An Arg-Gly-Asp sequence within thrombin promotes endothelial cell adhesion.

Thrombin, in addition to its central role in hemostasis, possesses diverse cellular bioregulatory functions implicated in wound healing, inflammation, and atherosclerosis. In the present study we demonstrate that thrombin molecules modified either at the procoagulant or catalytic sites induce endothelial cell (EC) adhesion, spreading, and cytoskeletal reorganization. The most potent adhesive thrombin analogue (NO2-alpha-thrombin) was obtained by nitration of tyrosine residues. The cell adhesion promoting activity of NO2-alpha-thrombin was blocked upon the formation of thrombin-antithrombin III (ATIII) complexes and by antiprothrombin antibodies, but was unaffected by hirudin. Arg-Gly-Asp-containing peptides, fully inhibited EC adhesion to NO2-alpha-thrombin, while synthetic peptides corresponding to thrombin "Loop B" mitogenic site and the thrombin-derived chemotactic fragment "CB67-129", were uneffective.

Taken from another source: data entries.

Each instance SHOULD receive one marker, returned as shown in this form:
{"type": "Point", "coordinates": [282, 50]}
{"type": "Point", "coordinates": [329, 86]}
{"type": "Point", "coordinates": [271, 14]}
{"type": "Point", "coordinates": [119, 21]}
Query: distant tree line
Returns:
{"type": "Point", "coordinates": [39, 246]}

Immunofluorescence studies indicated that EC adhesion to NO2-alpha-thrombin was followed by cell spreading, actin microfilament assembly, and formation of focal contacts. By the use of specific antibodies, the vitronectin (vn) receptor (alpha v beta 3) was found to be localized in clusters upon cell adhesion to NO2-alpha-thrombin. An anti alpha v beta 3 antibody blocked EC adhesion and spreading while antifibronectin (fn) receptor (alpha 5 beta 1) antibodies were uneffective. While native thrombin exhibited a very low cell attachment activity, thrombin that was incubated at 37 degrees C before coating of plastic surfaces induced EC attachment and spreading. We propose that under certain conditions the naturally hindered RGD domain within thrombin is exposed for interaction with alpha v beta 3 on EC. This in turn promotes cell adhesion, spreading, and reorganization of cytoskeletal elements, which may altogether contribute to repair mechanisms in the disturbed vessel wall. This study defines a new biological role of thrombin and characterizes a new recognition mechanism on EC for this molecule.